3

I have messages in Avro format in Kafka. These have to converted to table and selected using SQL, then converted to stream and finally sink. There are multiple Kafka topics with different Avro schemas, hence dynamic tables are required.

Here is the code which I am using

StreamExecutionEnvironment env = ...;
StreamTableEnvironment tableEnv = StreamTableEnvironment.create(env);

FlinkKafkaConsumer<MyAvroClass> kafkaConsumer = ...;
var kafkaInputStream = env.addSource(kafkaConsumer, "kafkaInput");

Table table = tableEnv.fromDataStream(kafkaInputStream);
tableEnv.executeSql("DESCRIBE " + table).print();
...

MyAvroClass is Avro class which extends SpecificRecordBase and contains an array.
code for this class.

public class MyAvroClass extends SpecificRecordBase implements SpecificRecord {
  // avro fields
  private String event_id;
  private User user;
  private List<Item> items; 
  
  // getter, setters, constructors, builders, ...
}

I am unable to access elements of items field. When I print table description, I see that items is of type ANY

+------------+-------------------------------------------------------------+------+-----+--------+-----------+
|       name |                                                        type | null | key | extras | watermark |
+------------+-------------------------------------------------------------+------+-----+--------+-----------+
|   event_id |                                                      STRING | true |     |        |           |
|      items |                        LEGACY('RAW', 'ANY<java.util.List>') | true |     |        |           |
|       user |  LEGACY('STRUCTURED_TYPE', 'POJO<com.company.events.User>') | true |     |        |           |
+------------+-------------------------------------------------------------+------+-----+--------+-----------+  

How can I convert it to a type using which I can query the from items? Thanks in advance

warrior107
  • 709
  • 1
  • 9
  • 25

2 Answers2

0

I'm currently using this method for the purpose. The idea is SpecificRecord -(by AvroSerializationSchema)-> binary -(by AvroRowDeserializationSchema)-> Row. Note that you need to denote the type of the output of .map using .returns as advised in a comment of FLINK-23885.

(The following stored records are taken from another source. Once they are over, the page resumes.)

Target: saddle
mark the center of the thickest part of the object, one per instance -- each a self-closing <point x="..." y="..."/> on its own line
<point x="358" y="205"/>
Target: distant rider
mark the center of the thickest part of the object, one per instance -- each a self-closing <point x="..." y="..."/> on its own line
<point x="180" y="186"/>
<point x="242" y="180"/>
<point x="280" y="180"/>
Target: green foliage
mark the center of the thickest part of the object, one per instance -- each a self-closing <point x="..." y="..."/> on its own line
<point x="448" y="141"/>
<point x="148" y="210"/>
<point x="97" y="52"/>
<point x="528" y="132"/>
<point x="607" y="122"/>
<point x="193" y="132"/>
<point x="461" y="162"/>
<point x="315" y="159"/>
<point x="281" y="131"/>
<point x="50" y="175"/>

public static <T extends SpecificRecord> Table toTable(StreamTableEnvironment tEnv,
                                                       DataStream<T> dataStream,
                                                       Class<T> cls) {
  RichMapFunction<T, Row> avroSpecific2RowConverter = new RichMapFunction<>() {
    private transient AvroSerializationSchema<T> avro2bin = null;
    private transient AvroRowDeserializationSchema bin2row = null;

    @Override
    public void open(Configuration parameters) throws Exception {
      avro2bin = AvroSerializationSchema.forSpecific(cls);
      bin2row = new AvroRowDeserializationSchema(cls);
    }

    @Override
    public Row map(T value) throws Exception {
      byte[] bytes = avro2bin.serialize(value);
      Row row = bin2row.deserialize(bytes);
      return row;
    }
  };

  SingleOutputStreamOperator<Row> rows = dataStream.map(avroSpecific2RowConverter)
    // https://issues.apache.org/jira/browse/FLINK-23885
    .returns(AvroSchemaConverter.convertToTypeInfo(cls));

  return tEnv.fromDataStream(rows);
}
eastcirclek
  • 107
  • 10
  • Your answer could be improved with additional supporting information. Please [edit] to add further details, such as citations or documentation, so that others can confirm that your answer is correct. You can find more information on how to write good answers [in the help center](/help/how-to-answer). – Community Dec 06 '21 at 11:01
0

I am experiencing a similar problem, where Flink Table's type interpolation failed to ingest java.util.List or java.util.Map, despite officially it's supported. I found a workaround (read: HACK) I'd like to share.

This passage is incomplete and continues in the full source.